White-box hallucination auditor for open-weight LLMs
Project description
Veritas
basically i got tired of not knowing when an AI is making stuff up so i built a tool that looks inside the model while it's generating and figures out which tokens it's uncertain about
not vibes-based. actual math. reads the residual stream at every layer.
what it does
you give it a prompt, it runs the model, and instead of just showing you the output it shows you a heatmap of which words the model was confident about vs which ones it was basically guessing
like if you ask "the capital of Australia is" and the model says "a city of contrasts" — veritas will flag "city" at 0.85 risk before you even have to google it
it also plots how each token's probability evolves across the 24 layers of the network (the "logit lens trajectory") which is actually really cool to look at
the signals
three things get measured per token:
signal 1 — how confident was the final layer? (entropy, max prob, margin between top-2)
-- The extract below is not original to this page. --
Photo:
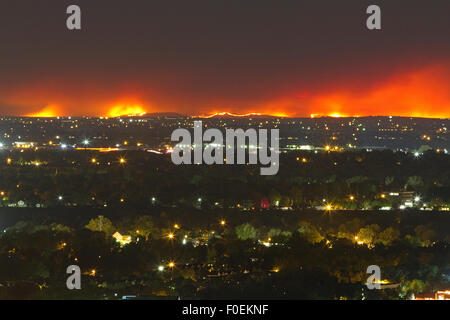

signal 2 — how many of the last 8 layers agreed on this token? if the layers are arguing with each other that's a bad sign
signal 3 — at which layer did the model first commit to this token? late crystallization = usually hallucinating. also tracks how many times the top prediction flipped across layers
these get combined into a risk score per token, then grouped into words/spans
results
ran it on 50 TruthfulQA questions with pythia-1.4b:
AUROC (full): 0.796
AUROC (confidence): 0.755
delta: +0.041
signals 2 and 3 (the internal trajectory stuff) add real lift over just checking confidence. which is the whole point
install
pip install -e .
needs python 3.11+. will download pythia-1.4b (~2.8gb) on first run.
on mac with apple silicon set these for speed:
export VERITAS_ALLOW_MPS=1
export TRANSFORMERLENS_ALLOW_MPS=1
usage
audit a prompt:
veritas audit --prompt "Marie Curie won the Nobel Prize in" --max-tokens 20
saves a token heatmap, trajectory plot, and layer agreement chart to veritas_output/
add --json for machine-readable output:
veritas audit --prompt "..." --json
build a labeled eval set and run evaluation:
veritas eval --build-dataset --n-items 50
veritas eval --dataset eval/dataset.jsonl --calibrate
compare two audit runs:
veritas compare run1.json run2.json
launch the gradio demo:
veritas demo
FCL connection (this is for the research side — connects to frequency-depth scaling):
veritas audit --prompt "..." --fcl
how it works (slightly more detail)
the core idea is the "logit lens" — at each layer of the transformer you can project the residual stream through the unembedding matrix to get a pseudo-probability distribution over vocab. this lets you watch how the model's "opinion" on the next token changes as it processes through layers.
hallucinated tokens tend to:
- crystallize late (model doesn't commit until the very last layers)
- flip a lot between candidates across layers
- have high variance in probability across the last K layers
this is the empirical version of the FCL frequency-depth scaling relation from my AISB paper
models
| model | size | notes |
|---|---|---|
EleutherAI/pythia-1.4b (default) |
~2.8gb float16 | works on 8gb ram |
EleutherAI/pythia-2.8b |
~5.6gb float16 | needs more memory, same code path |
project structure
veritas/
model.py # load model, generate with per-layer cache
signals.py # the three signals → TokenFeatures
score.py # logistic scorer, span aggregation, calibration
fcl.py # FCL formula + comparison to observed depth
viz.py # heatmap, trajectory, agreement, FCL scatter
cli.py # all the CLI commands
data.py # TruthfulQA dataset builder (substring + semantic labeling)
demo.py # gradio app
schema.py # pydantic output schema
running the tests
# fast (no model needed, runs in seconds)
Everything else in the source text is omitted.